The inception of the data lakehouse came about as cloud warehouse providers began adding features ordinarily associated with lakes, as seen in platforms like Amazon Redshift Spectrum and Delta Lake. Conversely, data lakes began incorporating warehouse-like features, such as including SQL functionality and schema definitions. Some data lakehouses developed their own query engine, while others use an open-source query engine like Trino or Presto. For heavy compute-intensive workloads like machine learning, Spark is typically used as the processing engine. This innovation creates the possibility for data lakes to serve analysis and exploration directly, eliminating the need for summarization into traditional data warehouses.
File formats like Parquet have introduced more stringent schema to data lake tables, alongside a columnar format for improved query efficiency. To further bridge the gap, technologies like Delta Lake and Apache Hudi have brought greater reliability in write/read transactions to data lakes. This nudges them closer to the prized ACID characteristics that are intrinsic to conventional database technologies.
Big Data Processing
ETL
Extract, Transform, Load (ETL) is a three-phase data integration process where data is extracted, transformed (cleaned, sanitized, scrubbed) and loaded into a target data store. ETL pipelines combine data from multiple sources into a large, central repository which is typically a data warehouse. ETL uses a set of business rules to clean and organize raw data and prepare it for storage, data analytics, and machine learning (ML). ETL software typically automates the entire process and can be run manually or on recurring schedules either as single jobs or aggregated into a batch of jobs.
ELT
ELT has the same operations as ETL but in a different order. ELT copies or exports the data from the source locations, but instead of loading it to a staging area for transformation, it loads the raw data directly to the target data store to be transformed as needed.

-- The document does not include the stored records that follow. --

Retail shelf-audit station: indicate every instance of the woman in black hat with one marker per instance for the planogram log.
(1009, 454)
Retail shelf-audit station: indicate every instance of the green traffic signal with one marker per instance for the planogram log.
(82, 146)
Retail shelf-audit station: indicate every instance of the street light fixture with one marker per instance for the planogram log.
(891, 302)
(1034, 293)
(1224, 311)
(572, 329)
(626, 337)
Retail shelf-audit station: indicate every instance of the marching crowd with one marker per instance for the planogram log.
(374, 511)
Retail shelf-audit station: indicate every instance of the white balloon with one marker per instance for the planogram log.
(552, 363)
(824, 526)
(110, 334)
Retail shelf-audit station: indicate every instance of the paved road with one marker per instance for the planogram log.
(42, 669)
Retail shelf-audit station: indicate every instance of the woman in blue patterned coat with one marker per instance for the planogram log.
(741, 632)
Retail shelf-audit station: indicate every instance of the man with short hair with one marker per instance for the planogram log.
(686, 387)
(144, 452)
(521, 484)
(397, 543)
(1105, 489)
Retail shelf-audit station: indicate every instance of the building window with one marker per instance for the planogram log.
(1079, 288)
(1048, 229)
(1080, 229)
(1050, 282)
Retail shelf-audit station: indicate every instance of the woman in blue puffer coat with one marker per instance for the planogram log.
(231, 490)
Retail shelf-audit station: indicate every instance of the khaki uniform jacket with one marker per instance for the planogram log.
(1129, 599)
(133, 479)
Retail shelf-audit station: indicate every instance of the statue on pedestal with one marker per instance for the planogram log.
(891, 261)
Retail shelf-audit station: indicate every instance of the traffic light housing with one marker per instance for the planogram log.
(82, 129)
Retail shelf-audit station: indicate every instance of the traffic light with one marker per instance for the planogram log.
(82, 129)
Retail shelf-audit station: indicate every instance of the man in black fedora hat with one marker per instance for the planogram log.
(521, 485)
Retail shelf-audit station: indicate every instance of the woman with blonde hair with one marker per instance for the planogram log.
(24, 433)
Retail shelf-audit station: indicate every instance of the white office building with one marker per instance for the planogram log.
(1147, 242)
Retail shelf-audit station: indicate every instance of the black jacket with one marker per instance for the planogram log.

ELT is particularly useful for high-volume, unstructured datasets as loading can occur directly from the source. ELT can be more ideal for big data management since it doesn’t need much upfront planning for data extraction and storage.
MapReduce
MapReduce is a big data analysis model that processes data sets using a parallel, distributed algorithm on computer clusters, typically Apache Hadoop clusters or cloud systems like Amazon Elastic MapReduce (EMR) clusters. A MapReduce model is composed of a map procedure, which performs filtering and sorting, and a reduce method, which performs a summary operation. With MapReduce, rather than sending data to where the application or logic resides, the logic is executed on the server where the data already resides, to expedite processing. Data access and storage is disk-based, which means that the input is usually stored as files containing structured, semi-structured, or unstructured data, and the output is also stored in files.